Los Angeles Unified School District, Proposition 39, Co-location Issues & Charter Schools
To my great surprise, LAUSD has pushed back on a judge’s ruling that the district give facilities to charter schools seeking more space in existing public schools. Of the judge’s order, which would affect up to 45 charter schools, Superintendent of Los Angeles public schools John Deasy and the LAUSD school board say
… that it would require L.A. Unified to displace students from their neighborhood schools, forcing them to be bused elsewhere, and would dramatically skew class-size ratios in favor of charter students.
Under the order, the ratio of elementary school students to class size would be 24 to 1 on the district side of the school but 15 to 1 on the charter school side, said LAUSD Superintendent John Deasy.

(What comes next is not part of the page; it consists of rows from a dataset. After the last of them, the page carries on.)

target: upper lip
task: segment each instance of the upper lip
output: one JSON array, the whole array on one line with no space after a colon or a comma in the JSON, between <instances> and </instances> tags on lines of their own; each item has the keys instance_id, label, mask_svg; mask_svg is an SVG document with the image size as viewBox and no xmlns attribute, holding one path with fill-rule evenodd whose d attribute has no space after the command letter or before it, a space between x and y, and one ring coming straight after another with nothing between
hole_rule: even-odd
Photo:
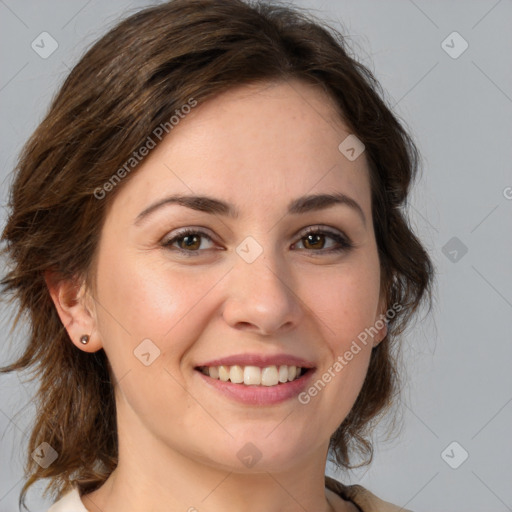
<instances>
[{"instance_id":1,"label":"upper lip","mask_svg":"<svg viewBox=\"0 0 512 512\"><path fill-rule=\"evenodd\" d=\"M223 357L220 359L212 359L197 367L202 366L259 366L264 368L265 366L299 366L300 368L314 368L315 365L310 361L306 361L301 357L292 356L290 354L275 354L275 355L263 355L263 354L235 354L232 356Z\"/></svg>"}]
</instances>

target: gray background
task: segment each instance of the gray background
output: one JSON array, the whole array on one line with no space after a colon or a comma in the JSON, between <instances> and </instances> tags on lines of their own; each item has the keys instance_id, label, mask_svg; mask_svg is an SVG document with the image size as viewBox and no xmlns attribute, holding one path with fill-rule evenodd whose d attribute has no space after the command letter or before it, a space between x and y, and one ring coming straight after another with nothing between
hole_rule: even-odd
<instances>
[{"instance_id":1,"label":"gray background","mask_svg":"<svg viewBox=\"0 0 512 512\"><path fill-rule=\"evenodd\" d=\"M403 428L388 441L380 428L371 467L337 477L415 512L510 511L512 2L294 3L342 24L415 137L423 174L411 198L411 219L438 271L434 311L421 316L404 341ZM58 85L119 16L145 5L0 0L2 225L16 155ZM31 47L43 31L58 43L45 59ZM442 46L454 31L469 44L457 58L462 40L450 36L443 45L452 56ZM19 353L23 340L22 334L9 336L8 314L0 310L3 363ZM0 377L0 388L5 512L17 510L33 408L32 388L17 375ZM461 464L465 452L469 457ZM34 510L50 504L42 488L29 494Z\"/></svg>"}]
</instances>

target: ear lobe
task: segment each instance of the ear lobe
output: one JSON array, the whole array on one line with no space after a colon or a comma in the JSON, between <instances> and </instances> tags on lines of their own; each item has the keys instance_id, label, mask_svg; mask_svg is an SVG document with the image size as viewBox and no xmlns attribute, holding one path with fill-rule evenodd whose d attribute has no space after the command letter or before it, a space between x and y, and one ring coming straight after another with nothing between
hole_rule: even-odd
<instances>
[{"instance_id":1,"label":"ear lobe","mask_svg":"<svg viewBox=\"0 0 512 512\"><path fill-rule=\"evenodd\" d=\"M85 352L101 349L99 336L93 334L96 325L92 312L86 306L85 285L78 279L62 279L56 272L49 270L44 273L44 279L73 344ZM80 341L84 334L89 335L87 344Z\"/></svg>"}]
</instances>

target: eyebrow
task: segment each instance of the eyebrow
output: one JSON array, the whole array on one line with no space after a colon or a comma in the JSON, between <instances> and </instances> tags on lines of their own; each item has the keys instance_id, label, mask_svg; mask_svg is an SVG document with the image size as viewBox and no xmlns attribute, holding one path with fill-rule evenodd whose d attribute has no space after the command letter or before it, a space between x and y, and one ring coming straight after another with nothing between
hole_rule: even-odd
<instances>
[{"instance_id":1,"label":"eyebrow","mask_svg":"<svg viewBox=\"0 0 512 512\"><path fill-rule=\"evenodd\" d=\"M208 196L173 195L157 201L140 212L135 219L135 224L141 224L141 222L150 214L170 204L177 204L192 210L212 215L222 215L232 219L236 219L240 216L240 212L233 205L221 201L220 199ZM327 208L335 205L344 205L352 208L358 213L363 224L366 226L366 217L359 203L341 192L333 194L313 194L299 197L290 202L288 205L288 213L292 215L304 214L326 210Z\"/></svg>"}]
</instances>

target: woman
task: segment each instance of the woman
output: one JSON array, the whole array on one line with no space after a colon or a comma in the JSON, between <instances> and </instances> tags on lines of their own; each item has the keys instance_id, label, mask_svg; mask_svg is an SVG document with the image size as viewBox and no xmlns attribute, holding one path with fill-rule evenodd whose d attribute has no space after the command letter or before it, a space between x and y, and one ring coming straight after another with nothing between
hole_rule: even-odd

Facilities such as computer labs, parent centers and specially designated classrooms would have to be removed to create space for charter students, Deasy said.
“I want to be very, very clear, this is not possible to carry out,” Deasy told the L.A. Unified school board at its meeting last Thursday.
Deasy said the district would have to start moving students “tomorrow” to comply with the order because the school year starts early, in mid-August.
“And I for one believe it is completely inappropriate and against everything this board and district has done to relieve overcrowding, to take a student from a neighborhood school and move that student to a non-neighborhood school,” Deasy said.
One effect of the charter school encroachment on existing school spaces (through co-location or surrender of existing school space to charters) is to impose a big difference in the class sizes of each kind of school. Because LAUSD uses a “norming ratio” to balance public school with charter school class sizes, California’s Charter School Association lobbying group claims that it must abide by ratios it did not determine and therefore it’s unequal. LAUSD, however, has arrived at a ratio that is
no less than 24 students per classroom for grades K-3, 30.5 to 1 for grades 4-6, 28 to 1 for grades 7-8, and 30 to 1 for grades 9-12. The district argues that following this ratio when it allocates space to charters is in keeping with the “spirit and intent” of Proposition 39; all public school students receive the same space.
The charter schools, as cited above, would enjoy class sizes of 15 students to 1 teacher if the judge’s orders were to prevail, while existing public schools would be at minimum 24:1 in the youngest grades.
LAUSD is therefore saying that in accommodating charters, it will not create a situation where one type of school has vastly smaller class sizes than the other (as charters are demanding), nor will it remove special facilities such as computer labs (decreasing the educational resources) of existing schools in order to accommodate charter schools.
As I understand it, charter schools demand parity by square foot, but want to maintain advantage in smaller class size; whereas LAUSD’s position is to say that ALL publicly funded schools must adhere to considerations of equity in class size and equality of access to facilities by the type, use, and nature of the facilities.
Keep an eye on this story, as there are co-location issues involving Proposition 39 all over the state. With over 25,000 seats requested in LAUSD alone for one academic year, this story focusing on a charter school co-location shoehorning itself into Micheltorena Elementary in the city of Los Angeles is archetypal. The judge’s decision originally specified that the situation be resolved by July 11, 2012, but since LAUSD schools start as early as mid-August in some cases, there’s no logistical way LAUSD can comply even if it wanted to.
What remains to be seen is if LAUSD’s position holds on principle or if its resistance can be overcome if the shortened time frame is no longer a consideration.